Combinatorial phantom types for discrete mathematics.

All discrete spaces have the following functions:

fn count(dim) -> usize;
fn to_index(dim, pos) -> usize;
fn to_pos(dim, index, &mut pos);

A discrete space is countable and has a one-to-one map with the natural numbers.

For example, a pair of natural numbers is a discrete space. There exists an algorithm that converts each pair of numbers into a number. Likewise there exists an algorithm that takes a number and converts it into a pair.

To construct a pair, you write:

let x: Pair<Data> = Construct::new();

The x above is a phantom variable, which means it does not use memory in the compiled program. The phantom variable represents the discrete space that we have constructed. Now we can call methods on the space to examine its discrete structure.

A pair can be visualized as edges between points. If we have 4 points then we can create 6 edges:

  o---o
  |\ /|
  | X |
  |/ \|
  o---o

To check this we can write:

let dim = 4; // number of points
assert_eq!(x.count(dim), 6); // count edges

Phantom types makes it possible to construct advanced discrete spaces. By using a generic program, the algorithms to examine the structure follows from the construction of the space.

This makes it possible to solve tasks such as:

• Compute upper bounds for many problems
• Store data with a non-trivial structure
• Convert from and to natural numbers
• Iterate through all elements of a space
• Pick a random object of the space

Iterating through all elements of a space can be done simply by counting from zero up to the size of the space. For each number, we convert to a position within the space.

Picking a random object of the space can be done by generating a random number between 0 and the size of the space.

Advanced spaces

Phantom types are used because they represent the general spaces. For example, we can represent a general two-dimensional space, instead of binding the type to the size.

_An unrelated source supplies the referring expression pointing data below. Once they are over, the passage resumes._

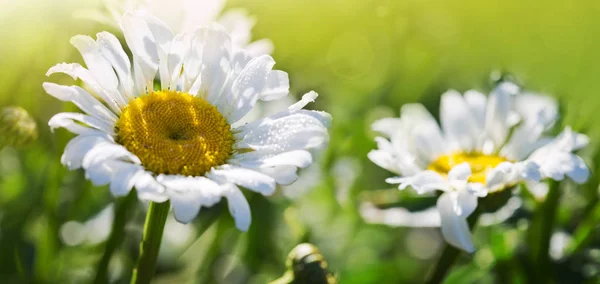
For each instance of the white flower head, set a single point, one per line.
(177, 140)
(186, 15)
(484, 144)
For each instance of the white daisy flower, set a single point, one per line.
(185, 15)
(484, 145)
(177, 142)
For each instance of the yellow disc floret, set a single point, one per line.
(175, 133)
(479, 162)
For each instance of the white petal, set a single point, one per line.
(278, 86)
(82, 99)
(149, 189)
(537, 114)
(297, 131)
(79, 146)
(178, 50)
(215, 46)
(249, 179)
(458, 122)
(307, 98)
(124, 178)
(455, 228)
(388, 126)
(238, 206)
(466, 203)
(296, 158)
(477, 103)
(205, 191)
(423, 182)
(239, 24)
(246, 89)
(68, 120)
(427, 136)
(501, 175)
(141, 41)
(100, 68)
(386, 160)
(111, 97)
(99, 174)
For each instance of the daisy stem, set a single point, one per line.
(151, 239)
(449, 255)
(541, 232)
(585, 231)
(117, 234)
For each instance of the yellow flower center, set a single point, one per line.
(480, 164)
(175, 133)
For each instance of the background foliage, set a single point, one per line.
(365, 59)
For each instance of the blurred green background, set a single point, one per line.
(365, 59)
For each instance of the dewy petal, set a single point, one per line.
(577, 170)
(388, 126)
(260, 47)
(537, 113)
(79, 146)
(82, 99)
(455, 228)
(249, 179)
(423, 182)
(99, 67)
(69, 121)
(555, 159)
(458, 122)
(296, 158)
(497, 113)
(238, 206)
(466, 203)
(188, 194)
(107, 151)
(214, 47)
(113, 52)
(277, 86)
(477, 103)
(206, 192)
(149, 189)
(246, 89)
(284, 175)
(124, 178)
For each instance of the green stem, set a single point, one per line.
(123, 208)
(449, 255)
(153, 231)
(287, 278)
(584, 232)
(540, 235)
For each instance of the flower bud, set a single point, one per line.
(306, 264)
(17, 127)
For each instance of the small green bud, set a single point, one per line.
(306, 264)
(17, 127)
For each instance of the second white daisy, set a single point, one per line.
(175, 140)
(484, 144)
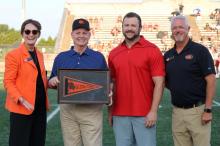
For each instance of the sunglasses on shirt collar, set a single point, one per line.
(34, 32)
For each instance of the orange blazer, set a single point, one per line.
(20, 79)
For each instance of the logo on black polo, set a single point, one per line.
(189, 57)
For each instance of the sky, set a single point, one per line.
(47, 12)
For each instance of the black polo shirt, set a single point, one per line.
(186, 71)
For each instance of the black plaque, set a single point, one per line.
(83, 86)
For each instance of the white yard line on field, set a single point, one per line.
(53, 114)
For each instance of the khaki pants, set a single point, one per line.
(81, 124)
(187, 127)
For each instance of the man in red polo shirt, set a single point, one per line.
(137, 73)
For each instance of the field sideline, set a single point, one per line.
(54, 135)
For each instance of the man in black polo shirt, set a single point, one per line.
(190, 77)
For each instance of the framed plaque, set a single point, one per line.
(83, 86)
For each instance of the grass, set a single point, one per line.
(164, 136)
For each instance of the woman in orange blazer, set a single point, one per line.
(25, 82)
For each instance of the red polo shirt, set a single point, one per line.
(133, 69)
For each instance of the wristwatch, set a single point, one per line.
(208, 110)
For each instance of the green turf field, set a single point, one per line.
(164, 137)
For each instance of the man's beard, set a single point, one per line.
(136, 35)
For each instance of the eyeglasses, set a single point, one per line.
(34, 32)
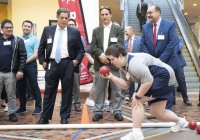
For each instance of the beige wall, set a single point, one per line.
(38, 11)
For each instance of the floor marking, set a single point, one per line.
(18, 137)
(110, 134)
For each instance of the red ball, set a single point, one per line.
(198, 129)
(192, 125)
(104, 70)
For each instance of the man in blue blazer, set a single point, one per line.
(102, 37)
(60, 51)
(132, 45)
(180, 77)
(159, 38)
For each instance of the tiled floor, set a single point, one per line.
(190, 112)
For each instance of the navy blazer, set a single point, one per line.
(74, 44)
(179, 48)
(97, 43)
(136, 44)
(165, 48)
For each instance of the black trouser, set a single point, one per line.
(63, 71)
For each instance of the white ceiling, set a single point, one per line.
(193, 11)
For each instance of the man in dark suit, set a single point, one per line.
(180, 77)
(60, 51)
(159, 38)
(102, 37)
(141, 12)
(132, 45)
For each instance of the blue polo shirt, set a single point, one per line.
(31, 42)
(6, 53)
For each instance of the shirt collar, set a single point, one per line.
(158, 22)
(58, 28)
(109, 25)
(26, 37)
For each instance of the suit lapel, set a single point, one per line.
(112, 33)
(101, 34)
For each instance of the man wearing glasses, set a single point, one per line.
(102, 37)
(159, 38)
(13, 59)
(60, 51)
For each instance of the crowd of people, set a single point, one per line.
(152, 61)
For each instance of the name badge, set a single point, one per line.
(27, 40)
(113, 39)
(7, 43)
(49, 40)
(161, 37)
(128, 76)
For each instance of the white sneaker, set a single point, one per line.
(180, 125)
(133, 136)
(106, 102)
(127, 99)
(89, 102)
(6, 108)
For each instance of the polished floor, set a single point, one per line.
(190, 112)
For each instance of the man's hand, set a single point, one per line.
(103, 58)
(44, 65)
(19, 75)
(75, 62)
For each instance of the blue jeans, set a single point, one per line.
(30, 73)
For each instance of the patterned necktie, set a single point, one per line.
(154, 35)
(130, 45)
(58, 49)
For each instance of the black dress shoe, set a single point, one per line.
(64, 121)
(97, 117)
(29, 98)
(12, 117)
(43, 121)
(118, 117)
(187, 102)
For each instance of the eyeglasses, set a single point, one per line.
(150, 13)
(71, 25)
(105, 7)
(8, 28)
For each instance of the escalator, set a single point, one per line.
(170, 9)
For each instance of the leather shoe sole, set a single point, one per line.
(188, 103)
(97, 117)
(64, 121)
(118, 117)
(77, 108)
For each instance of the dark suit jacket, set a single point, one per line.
(144, 8)
(97, 43)
(75, 46)
(136, 44)
(178, 50)
(164, 49)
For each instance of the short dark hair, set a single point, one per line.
(115, 50)
(28, 21)
(107, 8)
(73, 20)
(4, 22)
(157, 8)
(62, 10)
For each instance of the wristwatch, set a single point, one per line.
(138, 97)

For any constructed space, there is a dimension and position type. The dimension and position types are compositions, given by the type of the constructed space.

Modules

• space
  Helper trait for implementing discrete spaces.

Structs

• BigUint
  A big unsigned integer type.
• Context
  A discrete space that can model spatial operations over arbitrary states, therefore useful for context analysis.
• Data
  Used by the final subspace.
• Dimension
  Dimension is natural number, position is the same as index.
• DimensionN
  Dimension is a list of numbers, position is a list of numbers.
• DirectedContext
  Same as Context, but for directed edges.
• Either
  Selects between two spaces.
• EqPair
  Dimension is natural number, position is (min, max).
• Homotopy
  A discrete space that models undirected homotopy paths at a specified homotopy level.
• NeqPair
  Dimension is natural number, position is (a, b). Represents all directional pairs that has not same element for a and b.
• Of
  Used to combine the dimensional and position types.
• Pair
  Dimension is natural number, position is (min, max).
• Permutation
  Dimension is natural number, position is a list of numbers.
• PowerSet
  Dimension is natural number, position is a list of numbers.
• SqPair
  A discrete space that models a full square of NxN pairs.

Enums

• HPoint
  Stores a higher order point for homotopy spaces.
• Select
  Selects between spaces.

Traits

• Construct
  Constructs a new space.
• Count
  Implemented by spaces that can count the number of objects.
• ToIndex
  Implemented by spaces that can convert position to index.
• ToPos
  Implemented for spaces which can convert an index to position type.
• Zero
  Used to construct an uninitialized element of a discrete space.